Though there are no valid records of Wilhelm Tell's existence, and versions of the legend conflict with historical fact, no one denies the reality of his times, when central Switzerland—then a feudal dependent of Austria but by its own independent will not yet absorbed into the Holy Roman Empire—suffered brutal pressures and indignities under its local rulers. The mythical Gessler was one of those rulers, and his edict—that the proud Swiss should bow before his hat suspended from a pole in the village square at Altdorf—symbolizes the cruel oppression of the time. Schiller's Tell was a consummate hero: brisk, decisive, a highly skilled helmsman as well as marksman, and not one for diplomatic negotiations. He refused to kneel and provoked his famous punishment: to shoot an apple off his young son's head before a crowd of fellow townsmen. If he refused, both would be killed. Tell quietly tucked an arrow in his shirt bosom, loaded another into his crossbow, and shot the apple clean through. When Gessler asked what the second arrow was for, Tell replied that if the first arrow had struck his child, the second arrow would have been for Gessler and he would not have missed.

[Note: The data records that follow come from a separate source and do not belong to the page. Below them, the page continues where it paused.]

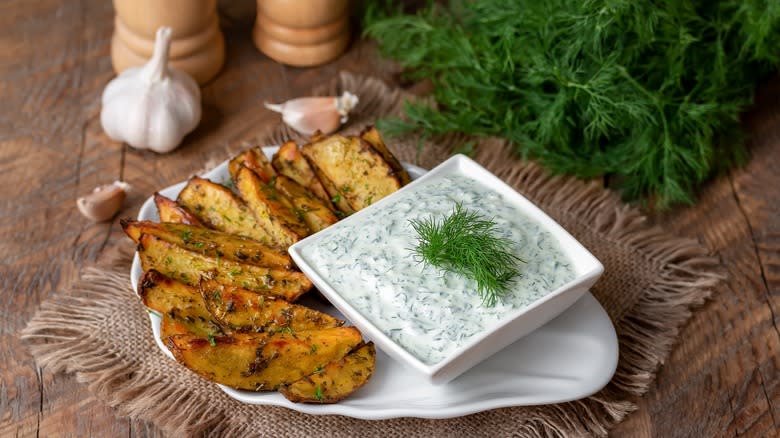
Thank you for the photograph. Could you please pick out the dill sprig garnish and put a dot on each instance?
(647, 91)
(468, 244)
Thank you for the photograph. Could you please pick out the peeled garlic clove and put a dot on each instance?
(103, 202)
(308, 115)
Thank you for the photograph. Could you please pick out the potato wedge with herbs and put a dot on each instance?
(271, 210)
(355, 172)
(371, 135)
(211, 243)
(262, 362)
(289, 161)
(219, 208)
(188, 266)
(336, 380)
(170, 211)
(180, 305)
(254, 159)
(245, 311)
(314, 211)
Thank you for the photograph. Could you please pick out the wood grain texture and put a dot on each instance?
(722, 378)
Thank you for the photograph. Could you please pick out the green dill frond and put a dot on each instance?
(468, 244)
(650, 92)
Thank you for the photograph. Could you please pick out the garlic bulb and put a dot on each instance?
(308, 115)
(154, 106)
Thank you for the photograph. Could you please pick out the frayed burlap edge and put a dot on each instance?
(63, 335)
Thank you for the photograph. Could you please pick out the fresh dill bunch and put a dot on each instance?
(649, 92)
(468, 244)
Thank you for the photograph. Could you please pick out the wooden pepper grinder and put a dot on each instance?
(198, 46)
(302, 33)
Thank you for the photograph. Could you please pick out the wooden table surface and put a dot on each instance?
(721, 379)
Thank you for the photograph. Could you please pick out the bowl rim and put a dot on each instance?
(587, 267)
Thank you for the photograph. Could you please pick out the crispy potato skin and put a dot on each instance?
(211, 243)
(170, 211)
(336, 381)
(180, 305)
(254, 159)
(262, 362)
(289, 161)
(218, 208)
(315, 213)
(271, 210)
(371, 135)
(355, 171)
(188, 266)
(245, 311)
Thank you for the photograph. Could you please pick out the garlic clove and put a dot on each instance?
(103, 202)
(308, 115)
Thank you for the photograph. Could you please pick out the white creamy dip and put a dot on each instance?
(425, 310)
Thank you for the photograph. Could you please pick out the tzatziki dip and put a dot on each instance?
(427, 311)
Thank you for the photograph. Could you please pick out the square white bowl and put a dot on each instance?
(513, 325)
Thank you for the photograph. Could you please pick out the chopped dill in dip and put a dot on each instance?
(427, 311)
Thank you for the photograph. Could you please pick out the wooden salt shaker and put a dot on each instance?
(302, 33)
(198, 46)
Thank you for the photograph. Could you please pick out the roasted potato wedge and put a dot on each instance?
(170, 211)
(255, 159)
(245, 311)
(314, 211)
(180, 305)
(336, 381)
(289, 161)
(188, 266)
(371, 135)
(211, 243)
(262, 362)
(355, 172)
(219, 208)
(270, 209)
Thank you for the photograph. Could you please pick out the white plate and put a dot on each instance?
(570, 357)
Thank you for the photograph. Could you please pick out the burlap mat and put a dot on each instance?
(99, 330)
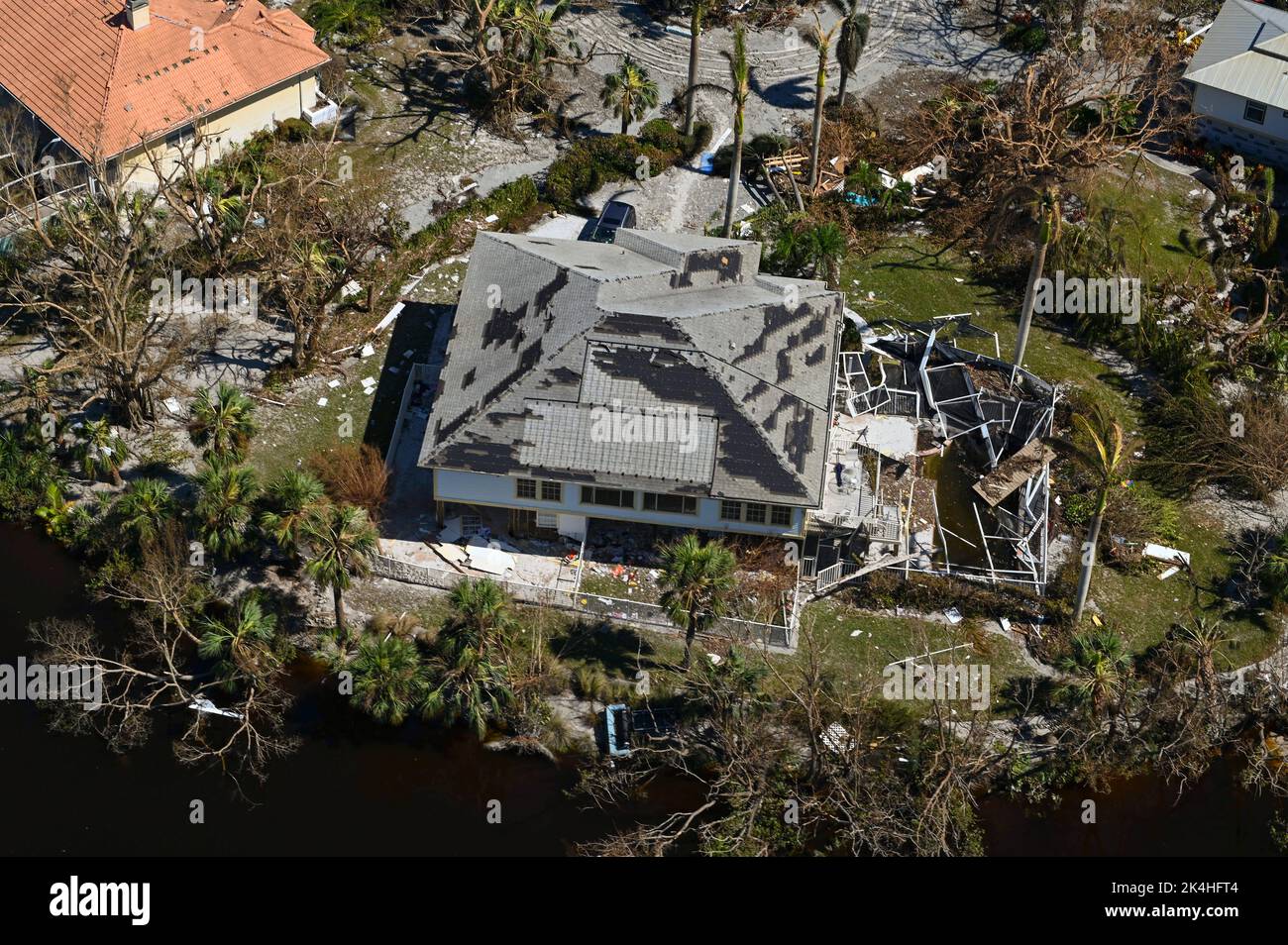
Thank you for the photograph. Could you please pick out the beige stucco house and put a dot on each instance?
(129, 82)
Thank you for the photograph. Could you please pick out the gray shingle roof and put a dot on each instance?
(1245, 52)
(677, 332)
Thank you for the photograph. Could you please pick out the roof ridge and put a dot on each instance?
(108, 84)
(784, 463)
(478, 411)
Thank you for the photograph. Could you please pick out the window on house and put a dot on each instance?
(616, 498)
(677, 505)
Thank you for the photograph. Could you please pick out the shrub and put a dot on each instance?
(591, 162)
(353, 475)
(454, 232)
(294, 130)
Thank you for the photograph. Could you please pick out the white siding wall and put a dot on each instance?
(1222, 120)
(451, 485)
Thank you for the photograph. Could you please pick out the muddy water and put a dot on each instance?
(360, 788)
(353, 787)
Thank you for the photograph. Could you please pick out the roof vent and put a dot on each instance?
(138, 13)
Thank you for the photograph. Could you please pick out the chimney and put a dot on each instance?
(137, 13)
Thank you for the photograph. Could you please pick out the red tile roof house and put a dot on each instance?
(117, 78)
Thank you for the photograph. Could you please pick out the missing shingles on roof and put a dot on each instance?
(777, 317)
(785, 360)
(503, 326)
(725, 262)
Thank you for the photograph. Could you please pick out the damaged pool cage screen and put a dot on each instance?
(1000, 413)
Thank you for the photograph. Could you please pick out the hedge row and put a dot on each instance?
(454, 232)
(592, 162)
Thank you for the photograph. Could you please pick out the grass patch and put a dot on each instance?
(1141, 609)
(1158, 220)
(915, 282)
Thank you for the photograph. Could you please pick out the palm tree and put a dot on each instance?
(145, 507)
(697, 8)
(481, 612)
(791, 248)
(1098, 666)
(471, 678)
(823, 40)
(1103, 463)
(340, 542)
(1274, 572)
(223, 422)
(697, 582)
(226, 507)
(849, 47)
(827, 245)
(1046, 210)
(1199, 644)
(356, 18)
(629, 91)
(291, 498)
(241, 641)
(56, 512)
(387, 678)
(99, 450)
(863, 178)
(739, 90)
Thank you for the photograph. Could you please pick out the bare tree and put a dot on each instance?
(89, 248)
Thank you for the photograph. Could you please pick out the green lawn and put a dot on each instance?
(1158, 220)
(287, 435)
(858, 645)
(913, 280)
(1141, 609)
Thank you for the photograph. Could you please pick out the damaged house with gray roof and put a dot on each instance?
(665, 381)
(662, 378)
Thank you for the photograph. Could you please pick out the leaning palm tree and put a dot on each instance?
(1041, 205)
(222, 422)
(339, 542)
(471, 680)
(849, 46)
(101, 451)
(1199, 644)
(290, 498)
(629, 91)
(481, 612)
(1103, 463)
(387, 678)
(1098, 665)
(697, 9)
(145, 507)
(241, 641)
(823, 40)
(226, 507)
(738, 91)
(698, 580)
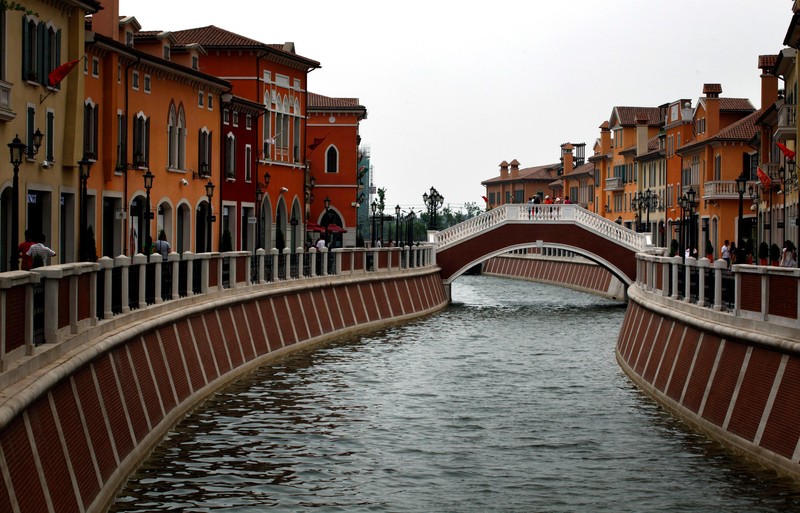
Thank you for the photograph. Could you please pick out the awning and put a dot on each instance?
(335, 228)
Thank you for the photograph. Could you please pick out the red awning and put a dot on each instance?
(335, 228)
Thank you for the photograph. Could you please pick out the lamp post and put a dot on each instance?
(148, 184)
(374, 208)
(85, 166)
(327, 203)
(433, 200)
(18, 150)
(210, 218)
(741, 188)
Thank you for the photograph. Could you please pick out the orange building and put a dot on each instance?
(276, 77)
(145, 116)
(332, 160)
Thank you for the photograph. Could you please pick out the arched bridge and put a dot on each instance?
(511, 227)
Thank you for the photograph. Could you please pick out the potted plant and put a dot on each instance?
(775, 255)
(763, 253)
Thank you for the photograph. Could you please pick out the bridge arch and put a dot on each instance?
(511, 227)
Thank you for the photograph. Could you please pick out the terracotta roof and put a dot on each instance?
(318, 101)
(629, 115)
(743, 130)
(212, 36)
(735, 104)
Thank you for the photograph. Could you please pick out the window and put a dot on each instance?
(176, 144)
(248, 163)
(230, 157)
(121, 138)
(141, 140)
(50, 132)
(296, 145)
(41, 50)
(331, 160)
(204, 148)
(90, 129)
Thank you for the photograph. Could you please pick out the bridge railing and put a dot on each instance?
(756, 292)
(49, 305)
(541, 214)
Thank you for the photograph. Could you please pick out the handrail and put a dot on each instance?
(541, 214)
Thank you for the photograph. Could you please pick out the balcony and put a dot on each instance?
(787, 123)
(723, 190)
(6, 114)
(614, 184)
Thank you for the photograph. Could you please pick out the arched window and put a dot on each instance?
(176, 133)
(332, 160)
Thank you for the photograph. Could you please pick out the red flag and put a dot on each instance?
(765, 180)
(57, 75)
(317, 142)
(786, 151)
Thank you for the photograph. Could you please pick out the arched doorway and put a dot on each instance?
(183, 229)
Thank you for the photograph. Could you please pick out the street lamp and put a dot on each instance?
(209, 219)
(18, 151)
(741, 188)
(433, 200)
(397, 224)
(327, 203)
(85, 166)
(148, 184)
(374, 207)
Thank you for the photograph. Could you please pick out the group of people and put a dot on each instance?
(535, 200)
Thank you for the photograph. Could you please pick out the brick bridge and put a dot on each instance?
(511, 227)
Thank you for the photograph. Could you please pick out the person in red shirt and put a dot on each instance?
(26, 259)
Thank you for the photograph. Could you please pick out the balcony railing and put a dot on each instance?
(787, 122)
(614, 184)
(723, 189)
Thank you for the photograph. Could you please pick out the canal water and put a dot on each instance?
(509, 400)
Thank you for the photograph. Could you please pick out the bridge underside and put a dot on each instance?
(457, 259)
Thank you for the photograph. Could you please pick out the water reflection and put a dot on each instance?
(510, 400)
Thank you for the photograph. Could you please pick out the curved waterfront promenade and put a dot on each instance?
(79, 414)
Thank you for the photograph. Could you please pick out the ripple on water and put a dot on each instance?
(509, 400)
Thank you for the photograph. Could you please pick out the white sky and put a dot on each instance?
(454, 88)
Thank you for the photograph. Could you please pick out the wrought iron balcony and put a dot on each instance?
(787, 123)
(614, 184)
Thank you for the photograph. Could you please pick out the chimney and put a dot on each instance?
(769, 82)
(712, 92)
(642, 125)
(106, 20)
(605, 138)
(504, 169)
(566, 158)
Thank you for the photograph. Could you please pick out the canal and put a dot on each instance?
(509, 400)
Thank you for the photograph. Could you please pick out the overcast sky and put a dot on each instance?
(454, 88)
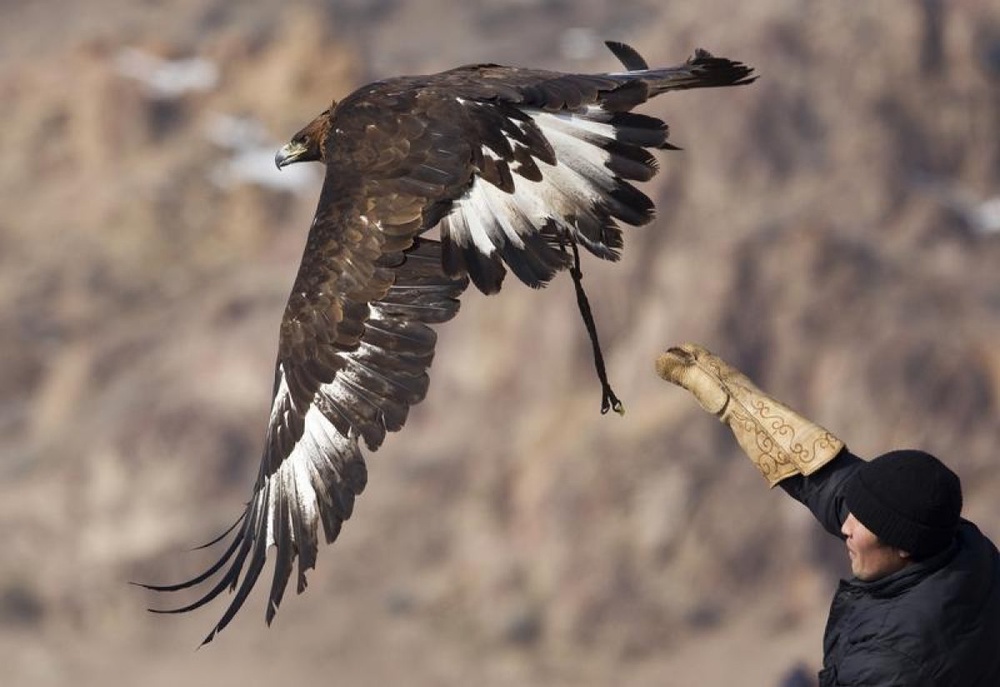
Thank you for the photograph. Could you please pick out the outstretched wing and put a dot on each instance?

For this impolitic remark, Tell was sentenced to prison. While deporting him across Lake Luzern, the Austrians (including the ruthless Gessler) were caught in a violent storm and turned to Tell, the only man onboard who knew the waters, to take the helm. Unshackled, he steered the boat to a rocky ridge, leapt free, and pushed the boat back into the storm. Later he lay in wait in the woods near Küssnacht and shot Gessler in the heart. This act inspired the people to overthrow their oppressors and swear the Oath of Eternal Alliance around a roaring bonfire, laying the groundwork for the Swiss Confederation.